8 thoughts on “Money pipe

  1. Another great post!
    My aunt was a ‘city’ councilor in Nepean before amalgamation who always liked to remind urban me that unlike the dirty city, the suburbs had pre-paid for all their development and municipal services. Her economics always seemed fishy.
    I love your idea of having neighborhoods pay for the upkeep of their services. Sadly the numbers on council are already too skewed in favour of the suburbs.

  2. A good move in that direction would be to reform the entire property tax regime from one based on property value to one based instead on property size.

    As it stands today, there is no straightforward way to charge large-lot owners more for distance-related services than small-lot owners, and to create such a system solely for waterworks would lead to bureaucratic duplication in that there would then be two property assessment regimes in place: a property value regime and a property size regime.

    There are a bunch of other reasons to switch over to area-based property taxation, including the fact that the assessment regime itself would be relatively simple to administer once set up since property sizes don’t change too often, unlike property values. That fact also means that property taxes become more predictable and that locations with relatively rapidly increasing property values (i.e. high density inner areas) aren’t hit for increases in property tax compared to areas with declining, stagnant or slowly increasing property values.

    1. David: i concurr that the current tax system has bizarre consequences, such as penalizing higher density “smart growth” and rewarding prolificate users of services. I’d suggest we keep the dollar value system, and modify it by adding in a density or lot size element, and a rural non-farm surcharge as those exurbanites consume so many miles of road, school bus, and ambulance services. Right now, the system penalizes people who add granny suites, or rental apts, which we should be encouraging. Don’t we want property improved?? Indeed, maybe we should just have one “general urban” tax rate and then let anyone develop any lot to any potential as no extra assessment. This would tax a high rise like a bungalow…or a better commercial property like a slummy one, thus encouraging redevelopment. But all this is really a discussion for another day…

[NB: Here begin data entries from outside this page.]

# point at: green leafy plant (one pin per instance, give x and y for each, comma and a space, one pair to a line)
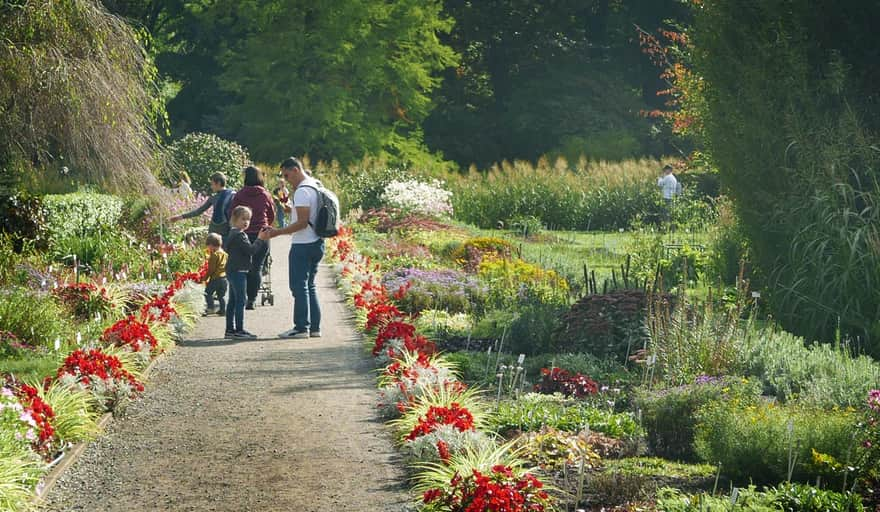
533, 412
203, 154
669, 415
39, 324
769, 443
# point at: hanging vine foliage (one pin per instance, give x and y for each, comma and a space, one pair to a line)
76, 92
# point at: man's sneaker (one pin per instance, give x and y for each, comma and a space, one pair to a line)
294, 334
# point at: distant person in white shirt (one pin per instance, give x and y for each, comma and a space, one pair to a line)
306, 250
670, 188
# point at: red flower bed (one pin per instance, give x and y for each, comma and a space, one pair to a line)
499, 491
409, 340
130, 332
94, 364
459, 417
557, 380
40, 411
160, 307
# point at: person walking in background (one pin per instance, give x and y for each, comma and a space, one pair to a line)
183, 185
219, 201
238, 264
281, 196
215, 280
255, 196
306, 251
670, 188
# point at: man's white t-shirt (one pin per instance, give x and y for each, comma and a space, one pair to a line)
306, 196
669, 185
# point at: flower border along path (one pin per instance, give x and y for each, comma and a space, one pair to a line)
60, 416
439, 422
267, 424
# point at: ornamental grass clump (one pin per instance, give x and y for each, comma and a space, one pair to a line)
408, 378
491, 480
102, 375
452, 290
417, 197
85, 300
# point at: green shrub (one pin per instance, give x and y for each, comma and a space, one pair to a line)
820, 375
534, 330
806, 498
22, 219
761, 443
669, 415
203, 154
81, 214
788, 498
639, 478
38, 324
533, 411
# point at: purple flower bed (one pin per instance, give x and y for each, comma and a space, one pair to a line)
452, 290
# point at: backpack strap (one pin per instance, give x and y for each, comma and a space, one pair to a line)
317, 194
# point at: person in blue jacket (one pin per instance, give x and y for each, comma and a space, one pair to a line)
219, 200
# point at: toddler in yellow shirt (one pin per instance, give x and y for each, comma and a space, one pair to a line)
215, 281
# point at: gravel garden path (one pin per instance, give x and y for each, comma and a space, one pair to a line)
229, 425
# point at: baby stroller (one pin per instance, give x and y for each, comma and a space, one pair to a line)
265, 290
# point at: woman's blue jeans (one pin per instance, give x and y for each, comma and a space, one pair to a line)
303, 260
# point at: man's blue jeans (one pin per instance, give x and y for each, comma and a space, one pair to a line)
303, 260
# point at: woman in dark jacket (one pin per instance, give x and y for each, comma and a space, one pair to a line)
255, 196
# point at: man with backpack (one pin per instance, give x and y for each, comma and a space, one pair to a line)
308, 225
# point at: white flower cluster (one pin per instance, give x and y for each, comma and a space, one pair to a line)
413, 196
15, 418
424, 448
411, 387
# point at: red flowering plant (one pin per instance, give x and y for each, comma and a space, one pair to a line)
441, 422
32, 416
499, 490
161, 308
442, 432
84, 300
410, 376
133, 335
557, 380
100, 374
396, 337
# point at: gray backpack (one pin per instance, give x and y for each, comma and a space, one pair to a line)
327, 222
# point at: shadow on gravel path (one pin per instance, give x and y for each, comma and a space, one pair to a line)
263, 425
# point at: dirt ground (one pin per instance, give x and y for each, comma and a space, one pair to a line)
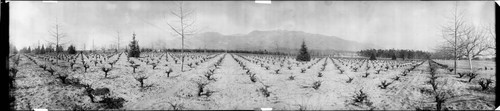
232, 88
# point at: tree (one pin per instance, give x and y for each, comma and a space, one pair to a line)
57, 35
453, 34
134, 48
185, 27
303, 54
463, 40
373, 56
42, 50
476, 43
71, 49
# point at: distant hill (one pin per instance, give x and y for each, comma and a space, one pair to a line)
271, 41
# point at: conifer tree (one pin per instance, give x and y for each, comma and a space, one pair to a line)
303, 54
134, 48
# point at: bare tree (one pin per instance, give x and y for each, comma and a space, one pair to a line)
453, 34
184, 27
475, 43
57, 36
464, 40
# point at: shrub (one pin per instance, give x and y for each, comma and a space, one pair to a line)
460, 75
384, 84
141, 80
63, 77
316, 85
361, 98
366, 75
112, 103
396, 78
253, 78
485, 83
264, 90
134, 48
303, 54
176, 106
71, 49
168, 72
201, 86
471, 76
349, 80
291, 77
51, 71
86, 66
105, 70
134, 66
154, 65
209, 76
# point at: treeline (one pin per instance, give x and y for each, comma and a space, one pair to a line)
49, 49
214, 51
394, 54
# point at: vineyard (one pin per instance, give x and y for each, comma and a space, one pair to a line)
245, 81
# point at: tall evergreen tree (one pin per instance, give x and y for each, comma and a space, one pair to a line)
42, 50
71, 49
134, 48
303, 54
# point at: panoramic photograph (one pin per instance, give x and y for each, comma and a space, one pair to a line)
248, 55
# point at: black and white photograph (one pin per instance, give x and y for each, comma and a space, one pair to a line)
251, 55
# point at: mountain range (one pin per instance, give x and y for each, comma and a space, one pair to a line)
271, 40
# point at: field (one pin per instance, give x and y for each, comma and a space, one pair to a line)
244, 81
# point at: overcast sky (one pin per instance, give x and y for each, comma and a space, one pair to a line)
389, 24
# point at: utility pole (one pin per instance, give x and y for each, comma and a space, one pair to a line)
455, 46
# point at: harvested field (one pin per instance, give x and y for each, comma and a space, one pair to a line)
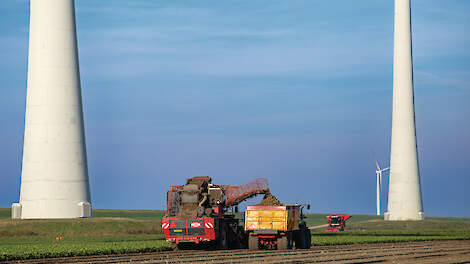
457, 251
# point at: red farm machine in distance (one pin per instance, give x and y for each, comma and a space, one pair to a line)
197, 212
337, 222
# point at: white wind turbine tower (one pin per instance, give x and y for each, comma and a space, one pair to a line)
379, 184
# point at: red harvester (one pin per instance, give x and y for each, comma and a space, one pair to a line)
337, 222
197, 212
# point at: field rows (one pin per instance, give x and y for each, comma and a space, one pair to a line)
413, 252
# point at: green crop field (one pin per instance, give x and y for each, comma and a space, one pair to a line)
127, 231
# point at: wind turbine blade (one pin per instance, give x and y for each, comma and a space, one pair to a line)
380, 181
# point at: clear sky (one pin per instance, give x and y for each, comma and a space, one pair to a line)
299, 92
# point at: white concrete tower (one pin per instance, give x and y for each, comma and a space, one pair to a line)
404, 198
54, 178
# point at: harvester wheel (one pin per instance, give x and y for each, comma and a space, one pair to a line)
174, 246
290, 240
282, 243
223, 240
253, 243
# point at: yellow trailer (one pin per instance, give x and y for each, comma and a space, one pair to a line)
276, 227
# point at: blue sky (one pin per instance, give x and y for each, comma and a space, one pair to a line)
299, 92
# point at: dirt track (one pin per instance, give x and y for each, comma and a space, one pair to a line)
409, 252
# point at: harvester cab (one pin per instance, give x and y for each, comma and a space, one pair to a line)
337, 222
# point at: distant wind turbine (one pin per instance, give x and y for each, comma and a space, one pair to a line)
379, 183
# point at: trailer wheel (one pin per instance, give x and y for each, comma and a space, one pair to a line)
282, 243
308, 240
290, 240
223, 239
300, 239
253, 243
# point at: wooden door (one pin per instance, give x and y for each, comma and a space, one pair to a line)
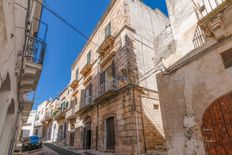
110, 134
72, 137
217, 127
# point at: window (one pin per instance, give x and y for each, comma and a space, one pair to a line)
88, 93
89, 57
227, 58
110, 134
108, 74
108, 30
77, 73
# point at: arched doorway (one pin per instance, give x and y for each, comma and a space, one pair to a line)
87, 133
217, 127
110, 133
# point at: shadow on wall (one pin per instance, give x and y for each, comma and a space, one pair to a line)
4, 96
153, 139
3, 37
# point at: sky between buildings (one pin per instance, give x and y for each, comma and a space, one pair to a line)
64, 44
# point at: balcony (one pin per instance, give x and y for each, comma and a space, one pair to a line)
48, 117
76, 108
106, 89
213, 20
85, 70
86, 102
70, 113
108, 41
59, 115
27, 105
33, 61
106, 58
74, 84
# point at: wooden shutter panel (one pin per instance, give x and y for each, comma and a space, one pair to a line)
108, 30
89, 57
77, 74
102, 78
82, 97
113, 69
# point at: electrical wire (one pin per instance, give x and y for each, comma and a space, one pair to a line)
45, 5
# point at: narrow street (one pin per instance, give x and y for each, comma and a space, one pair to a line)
50, 149
60, 150
43, 151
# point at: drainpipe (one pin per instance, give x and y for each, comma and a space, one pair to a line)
142, 115
136, 121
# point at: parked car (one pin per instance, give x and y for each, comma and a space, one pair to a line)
32, 142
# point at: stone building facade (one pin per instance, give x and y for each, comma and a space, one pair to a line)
19, 71
195, 88
114, 103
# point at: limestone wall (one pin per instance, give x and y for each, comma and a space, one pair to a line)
187, 92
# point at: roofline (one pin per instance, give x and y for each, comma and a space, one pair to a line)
95, 30
62, 92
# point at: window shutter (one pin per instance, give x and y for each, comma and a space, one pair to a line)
77, 74
113, 69
82, 102
89, 57
90, 89
102, 78
108, 30
67, 104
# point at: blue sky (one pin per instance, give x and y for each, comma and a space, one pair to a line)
64, 44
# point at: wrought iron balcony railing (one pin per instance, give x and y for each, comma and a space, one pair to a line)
205, 7
87, 101
35, 50
109, 86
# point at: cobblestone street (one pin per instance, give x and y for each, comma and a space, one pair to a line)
43, 151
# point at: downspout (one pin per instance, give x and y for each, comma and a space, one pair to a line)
136, 121
142, 115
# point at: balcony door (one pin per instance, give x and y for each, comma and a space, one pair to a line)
107, 77
110, 134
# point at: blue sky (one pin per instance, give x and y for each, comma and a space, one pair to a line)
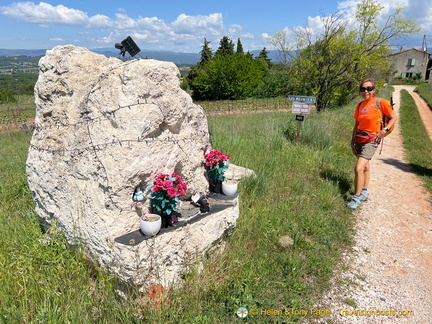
177, 25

      1. Why not just introduce a scaling factor to the dollar value system to represent the cost of providing services from the core of the system. This would be based on distance to the main physical plant(s) providing services (e.g. water, sewage, etc.) and then modified by the density of the neighbourhood.

        So Rockliffe and Bayshore might have the same scaling factors for opposite reasons. Stittsville would be scaled higher and Centretown scaled lower.

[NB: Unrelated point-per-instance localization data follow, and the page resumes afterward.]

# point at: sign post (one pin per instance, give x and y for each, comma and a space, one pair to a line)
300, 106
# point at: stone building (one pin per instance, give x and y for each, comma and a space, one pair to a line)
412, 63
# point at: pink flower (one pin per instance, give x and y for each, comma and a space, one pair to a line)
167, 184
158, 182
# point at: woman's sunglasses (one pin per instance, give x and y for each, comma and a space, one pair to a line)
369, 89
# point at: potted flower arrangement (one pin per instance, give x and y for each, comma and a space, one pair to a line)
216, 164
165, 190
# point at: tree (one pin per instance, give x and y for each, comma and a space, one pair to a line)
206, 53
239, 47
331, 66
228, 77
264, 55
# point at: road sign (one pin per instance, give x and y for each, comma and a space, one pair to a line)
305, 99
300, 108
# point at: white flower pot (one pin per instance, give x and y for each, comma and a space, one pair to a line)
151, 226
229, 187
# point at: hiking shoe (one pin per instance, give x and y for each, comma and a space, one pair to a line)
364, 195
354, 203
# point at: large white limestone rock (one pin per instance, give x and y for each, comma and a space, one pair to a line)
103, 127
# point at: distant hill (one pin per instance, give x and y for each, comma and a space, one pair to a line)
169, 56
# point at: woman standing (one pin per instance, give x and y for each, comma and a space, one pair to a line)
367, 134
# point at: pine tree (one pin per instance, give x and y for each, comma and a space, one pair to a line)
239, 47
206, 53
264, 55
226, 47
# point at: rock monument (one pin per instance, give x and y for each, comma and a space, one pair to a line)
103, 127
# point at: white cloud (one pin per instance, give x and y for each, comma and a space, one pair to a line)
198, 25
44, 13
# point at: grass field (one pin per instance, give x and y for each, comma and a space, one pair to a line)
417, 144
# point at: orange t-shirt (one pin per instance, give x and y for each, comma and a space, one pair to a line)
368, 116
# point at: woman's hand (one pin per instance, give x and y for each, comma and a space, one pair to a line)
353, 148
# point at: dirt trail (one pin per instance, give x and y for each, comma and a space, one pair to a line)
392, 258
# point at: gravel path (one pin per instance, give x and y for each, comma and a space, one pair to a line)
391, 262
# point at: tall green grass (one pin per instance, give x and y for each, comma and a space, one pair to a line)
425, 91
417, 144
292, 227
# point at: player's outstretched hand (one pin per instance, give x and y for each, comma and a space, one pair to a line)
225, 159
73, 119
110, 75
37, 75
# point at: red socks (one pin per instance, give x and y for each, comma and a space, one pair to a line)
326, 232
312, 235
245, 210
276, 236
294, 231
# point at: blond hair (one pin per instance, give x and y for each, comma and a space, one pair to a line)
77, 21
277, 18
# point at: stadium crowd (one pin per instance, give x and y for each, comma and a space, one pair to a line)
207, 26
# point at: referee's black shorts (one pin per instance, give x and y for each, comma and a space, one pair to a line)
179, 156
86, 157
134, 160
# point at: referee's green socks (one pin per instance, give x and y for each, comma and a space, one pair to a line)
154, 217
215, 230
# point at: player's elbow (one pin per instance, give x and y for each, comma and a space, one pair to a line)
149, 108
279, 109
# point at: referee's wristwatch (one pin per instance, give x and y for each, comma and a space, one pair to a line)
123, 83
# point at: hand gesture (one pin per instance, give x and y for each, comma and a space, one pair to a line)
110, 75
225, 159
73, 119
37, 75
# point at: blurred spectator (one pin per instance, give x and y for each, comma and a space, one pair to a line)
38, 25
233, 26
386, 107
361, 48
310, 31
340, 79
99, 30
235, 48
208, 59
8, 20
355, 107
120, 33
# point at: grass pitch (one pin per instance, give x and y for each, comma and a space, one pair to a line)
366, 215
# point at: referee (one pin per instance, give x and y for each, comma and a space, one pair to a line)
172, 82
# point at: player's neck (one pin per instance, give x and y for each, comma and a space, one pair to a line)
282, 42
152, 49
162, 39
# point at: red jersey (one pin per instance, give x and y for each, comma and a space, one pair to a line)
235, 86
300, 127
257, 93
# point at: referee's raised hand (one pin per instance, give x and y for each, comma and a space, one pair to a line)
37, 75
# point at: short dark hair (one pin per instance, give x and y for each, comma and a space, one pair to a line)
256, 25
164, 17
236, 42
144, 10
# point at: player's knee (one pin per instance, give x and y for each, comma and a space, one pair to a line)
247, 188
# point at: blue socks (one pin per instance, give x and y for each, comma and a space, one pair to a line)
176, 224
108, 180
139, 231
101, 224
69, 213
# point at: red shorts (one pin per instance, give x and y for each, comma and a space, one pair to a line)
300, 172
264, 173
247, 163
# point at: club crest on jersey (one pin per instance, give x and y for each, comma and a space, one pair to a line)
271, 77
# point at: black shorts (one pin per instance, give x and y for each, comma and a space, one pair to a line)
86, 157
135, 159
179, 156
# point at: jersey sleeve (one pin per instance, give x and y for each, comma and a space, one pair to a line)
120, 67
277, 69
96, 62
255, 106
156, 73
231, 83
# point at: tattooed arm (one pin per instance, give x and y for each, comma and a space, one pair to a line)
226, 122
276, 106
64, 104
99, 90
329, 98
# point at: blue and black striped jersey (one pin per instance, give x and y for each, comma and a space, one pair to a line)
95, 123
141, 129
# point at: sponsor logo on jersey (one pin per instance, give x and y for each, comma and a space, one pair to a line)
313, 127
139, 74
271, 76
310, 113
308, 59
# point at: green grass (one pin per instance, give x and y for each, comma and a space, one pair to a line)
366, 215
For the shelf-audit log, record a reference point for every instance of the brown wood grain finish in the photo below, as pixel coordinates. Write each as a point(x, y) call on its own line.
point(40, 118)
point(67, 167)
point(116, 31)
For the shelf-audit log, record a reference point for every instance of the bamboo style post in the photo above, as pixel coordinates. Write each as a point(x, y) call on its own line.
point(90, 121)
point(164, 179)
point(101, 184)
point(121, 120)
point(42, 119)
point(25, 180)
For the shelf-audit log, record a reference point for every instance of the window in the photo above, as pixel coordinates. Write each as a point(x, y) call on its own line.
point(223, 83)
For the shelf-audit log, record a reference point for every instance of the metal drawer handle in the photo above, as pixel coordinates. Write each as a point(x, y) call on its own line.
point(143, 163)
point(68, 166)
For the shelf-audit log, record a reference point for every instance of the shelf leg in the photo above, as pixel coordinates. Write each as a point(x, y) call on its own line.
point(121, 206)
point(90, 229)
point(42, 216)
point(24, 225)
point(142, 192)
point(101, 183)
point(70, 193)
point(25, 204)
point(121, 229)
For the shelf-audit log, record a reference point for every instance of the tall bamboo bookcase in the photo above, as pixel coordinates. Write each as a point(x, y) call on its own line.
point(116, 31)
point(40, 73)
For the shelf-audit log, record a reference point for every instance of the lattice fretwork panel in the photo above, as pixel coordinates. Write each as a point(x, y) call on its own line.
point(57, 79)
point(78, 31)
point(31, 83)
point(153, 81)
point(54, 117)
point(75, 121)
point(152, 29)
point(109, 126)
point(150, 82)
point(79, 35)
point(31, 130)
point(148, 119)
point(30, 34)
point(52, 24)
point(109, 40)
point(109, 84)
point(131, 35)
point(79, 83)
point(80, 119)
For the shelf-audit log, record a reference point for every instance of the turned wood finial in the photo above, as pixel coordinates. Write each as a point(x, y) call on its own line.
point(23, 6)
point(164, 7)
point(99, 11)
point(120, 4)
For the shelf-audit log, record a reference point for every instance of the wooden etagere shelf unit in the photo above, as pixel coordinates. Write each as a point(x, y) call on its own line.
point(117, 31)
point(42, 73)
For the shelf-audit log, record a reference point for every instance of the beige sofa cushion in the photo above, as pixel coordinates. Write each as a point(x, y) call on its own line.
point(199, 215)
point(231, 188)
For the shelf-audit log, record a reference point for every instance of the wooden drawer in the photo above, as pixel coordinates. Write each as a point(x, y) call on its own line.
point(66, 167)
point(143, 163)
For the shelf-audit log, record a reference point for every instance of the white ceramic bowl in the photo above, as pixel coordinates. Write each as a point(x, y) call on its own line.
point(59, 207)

        This might have the accidental effect of having homeowners be strongly in favour of infill developments that increase the density of their neighbourhoods. It would lower their taxes.

  3. I second your comment about the dubious quality of suburban infrastructure. It’s not simply that the former municipalities did a poor job keeping track of it, but it seems that in many cases because it was developers putting in the pipes, they went with the cheapest stuff going.

    My mother-in-law in Oshawa had the City there digging up the front yard of her circa 1980s tract house a few years ago to replace the water pipes. Her complaint was with the fact that they hadn’t properly replaced her ornamental lamp at the end of her driveway; mine would have been with the fact that, “What? You have to replace pipes that are less than 30 years old?! When are you going to sue the developer for using shoddy materials?”

  4. Toronto is having the same problem. We amalgamated wiht North York and Scarborough just in time to help pay for replacing the shoddy infrastucture that they installed in the 50’s and 60’s.